The sheriff looked at Connie. "Congratulations, you found Mary."
* * *
Epilogue
Although the case had been solved, Sheriff Franklin really wanted to know what had gone on in that house. Connie had been very short on details... and even words. She hadn't done anything wrong, of course... she caught two very heinous killers. But how she killed Jeff really bothered him.
His officers had gone through a lot to try to get at least some images off of the melted tape they found on the stairwell. It would have captured everything. Unfortunately, it seems as if someone almost baked it in an oven. But that, the crime lab in a neighboring city had told him, was impossible. In fact, the whole camera melting deal was impossible. Also stricken as impossible was Jeff's death. There is no way, the lab said, a single woman could have done that to him.

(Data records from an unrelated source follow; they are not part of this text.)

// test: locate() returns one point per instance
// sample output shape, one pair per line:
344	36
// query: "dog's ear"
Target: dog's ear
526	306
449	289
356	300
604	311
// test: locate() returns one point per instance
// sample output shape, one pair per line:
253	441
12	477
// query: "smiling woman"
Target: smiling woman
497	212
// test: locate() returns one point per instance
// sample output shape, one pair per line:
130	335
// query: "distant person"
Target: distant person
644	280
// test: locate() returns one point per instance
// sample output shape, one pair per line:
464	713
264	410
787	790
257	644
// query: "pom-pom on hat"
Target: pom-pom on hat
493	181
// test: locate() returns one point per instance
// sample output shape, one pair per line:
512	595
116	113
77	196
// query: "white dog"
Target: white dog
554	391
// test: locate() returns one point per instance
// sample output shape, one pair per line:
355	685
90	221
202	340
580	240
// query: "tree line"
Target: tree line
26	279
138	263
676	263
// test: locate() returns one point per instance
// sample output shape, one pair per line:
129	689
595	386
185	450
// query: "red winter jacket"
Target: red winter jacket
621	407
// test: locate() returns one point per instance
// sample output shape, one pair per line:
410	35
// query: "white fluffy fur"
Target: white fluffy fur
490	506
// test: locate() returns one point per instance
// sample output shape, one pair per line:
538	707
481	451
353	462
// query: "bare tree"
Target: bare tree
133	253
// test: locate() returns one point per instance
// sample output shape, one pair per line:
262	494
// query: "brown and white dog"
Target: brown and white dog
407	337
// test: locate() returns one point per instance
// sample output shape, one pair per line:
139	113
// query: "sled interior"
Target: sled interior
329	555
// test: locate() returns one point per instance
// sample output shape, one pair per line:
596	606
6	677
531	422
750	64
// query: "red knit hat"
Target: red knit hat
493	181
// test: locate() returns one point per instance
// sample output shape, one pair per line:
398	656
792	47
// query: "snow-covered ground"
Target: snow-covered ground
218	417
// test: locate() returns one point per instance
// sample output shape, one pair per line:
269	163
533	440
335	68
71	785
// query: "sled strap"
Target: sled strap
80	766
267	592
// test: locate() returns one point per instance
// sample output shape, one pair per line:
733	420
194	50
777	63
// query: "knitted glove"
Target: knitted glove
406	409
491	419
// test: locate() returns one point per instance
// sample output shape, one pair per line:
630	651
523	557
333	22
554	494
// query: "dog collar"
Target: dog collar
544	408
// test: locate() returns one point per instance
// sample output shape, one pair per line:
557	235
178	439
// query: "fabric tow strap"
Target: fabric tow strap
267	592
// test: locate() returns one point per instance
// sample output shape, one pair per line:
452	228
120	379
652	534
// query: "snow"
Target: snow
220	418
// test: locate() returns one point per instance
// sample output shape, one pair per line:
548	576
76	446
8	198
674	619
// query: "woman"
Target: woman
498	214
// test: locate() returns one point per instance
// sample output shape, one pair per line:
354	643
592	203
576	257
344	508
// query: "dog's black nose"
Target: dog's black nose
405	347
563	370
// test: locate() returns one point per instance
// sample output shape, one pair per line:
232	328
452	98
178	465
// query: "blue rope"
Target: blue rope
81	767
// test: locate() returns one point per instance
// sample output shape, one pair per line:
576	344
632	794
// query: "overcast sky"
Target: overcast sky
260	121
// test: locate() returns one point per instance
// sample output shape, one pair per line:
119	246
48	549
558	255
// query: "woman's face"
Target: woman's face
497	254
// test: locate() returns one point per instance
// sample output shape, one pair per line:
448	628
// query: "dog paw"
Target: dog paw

The sheriff put the picture down and picked up another. It was a picture of Mary's corpse. It had, after all, been identified to be hers. Jeff and Donald had buried it in the living room, beneath the floorboards. Connie had obviously found it, but why on Earth did she have the notion to make it pose in such a position like that? This led Franklin to put the picture down and pick up Connie's psychological profile, as put together by a psychologist working, again, at the lab in the neighboring town. He thumbed through it and frowned. Nothing. She was perfect.
Perfect until now. She had become another missing person. She had replaced Mary in the file cabinet of other missing persons. She vanished without a trace, without a reason, and most importantly... without answers. The sheriff put all the pictures and her profile back into the folder and threw it back in the cabinet. Cases like this usually don't get solved. In the rare case they do, they usually end up as foul play. They usually end up found in a gutter years later, or perhaps in the forest... maybe even beneath someone's floorboards. The sheriff sighed and left his office, turning the light out.
On the other side of town, a woman walked out of town in the dark of night. Just another ghost roaming the countryside. Just another lost soul, searching for closure. Just another bump in the night.